Когда бабушка уже вздыхает во сне на соседней койке, я всё еще слушаю хрип ее радио. «Передаем вальс Иоганна Штрауса» – я думаю о человеке-страусе, разглядываю бабушкино платье, висящее на гвоздике на двери. Ровно в двенадцать радио тихо-тихо играет гимн и умирает до шести утра. Но я не сплю. Я думаю про мать, снова и снова. Про мать, которая не звонит. Почему не звонит?

Меня пронизывает ужасная догадка: мать, быть может, уже мертва – а отец просто скрыл это от меня. Или сам еще не знает. Думает, что она ест изюм дяди Валеры. Изюм.

В последнее время я думаю об этом больше, чем об измене. Маму могут изнасиловать в такси. Вывезти в поле, как в газете писали, взять в рабство. Маму могут убить в грязном болоте, и мама больше не вернется домой. Никогда. Никогда. Утонет в черной слякотной жиже, хватая ртом воздух и захлебываясь. Маленькую, хрупенькую маму легко переломить надвое, и удушить легко, и вспороть горло с маленькой родинкой, так, что хлынет кровь и откинется назад голова. Найдется много желающих – на ее «танцах», на ее «грязных танцах», где сальные уродцы ищут себе хохочущих жертв.

Мать – дура. Мать сядет к кому угодно в машину, и поедет куда угодно. Мать навсегда останется в лесу – страшном, черном, величественном, такой видишь иногда из окна автобуса – и вздрагиваешь, совсем в глуши, выхода нет ни с какой из сторон. От похоти своей, по дурости мать поедет туда. Там черная яма с жирной землей, слякоть, вечная неподъемная тишь. Насильника, убийцу никогда не найдут. Мать не вернется домой.

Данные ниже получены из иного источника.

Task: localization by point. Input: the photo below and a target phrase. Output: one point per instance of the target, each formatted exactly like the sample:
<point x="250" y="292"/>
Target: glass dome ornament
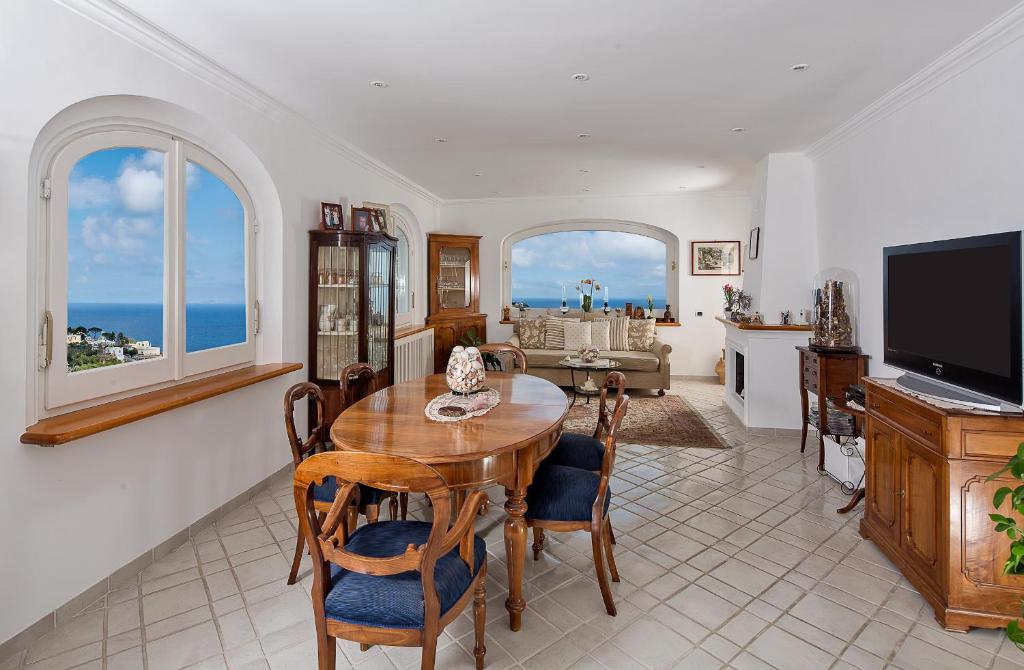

Я останусь одна. А всё потому, что не могу ее остановить. Никогда не могла.

– Никуда ты не пойдешь! – орала я, топая ногами, когда доводила себя до отчаяния, сама возгоняла до дикой истерики. Последний шанс остановить, последний! Последняя возможность спасти ее – тупую, непутевую, слишком наивную и слабую.

– Слишком громко ты орешь! – в рифму верещала мать. – Нет, это невозможно, невозможно…

Хлопала входная дверь, улюлюкал лифт – на седьмой этаж туда ездил страшный грохочущий лифт с желтой лампочкой. Всё было кончено. Мать никогда не возвращалась от угрызений совести. И помириться, «сжигая мосты», не возвращалась тоже – за ней ходил отец, заставляя меня извиняться. «В кого она такая жестокая? – спрашивала мать. – Я такой не была».

Бабушка раскатисто захрапела, откинувшись на спину и настежь открыв черный запавший рот. Я жмурюсь и отворачиваюсь к стенке. Прямо перед носом оказывается стык обоев, уже отходящий, который я подковыриваю всякий раз, ночуя там.

Хочется подумать о чем-нибудь другом. Вечером я читала книжку про иглу в раковине – она уплыла в трубу и там, в темноте, подружилась с яичной скорлупой и куском мыла. Вместе они путешествовали и даже искали королевство, золотой дворец повелителя – раз им уже не выбраться из черного водостока. Найдут ли?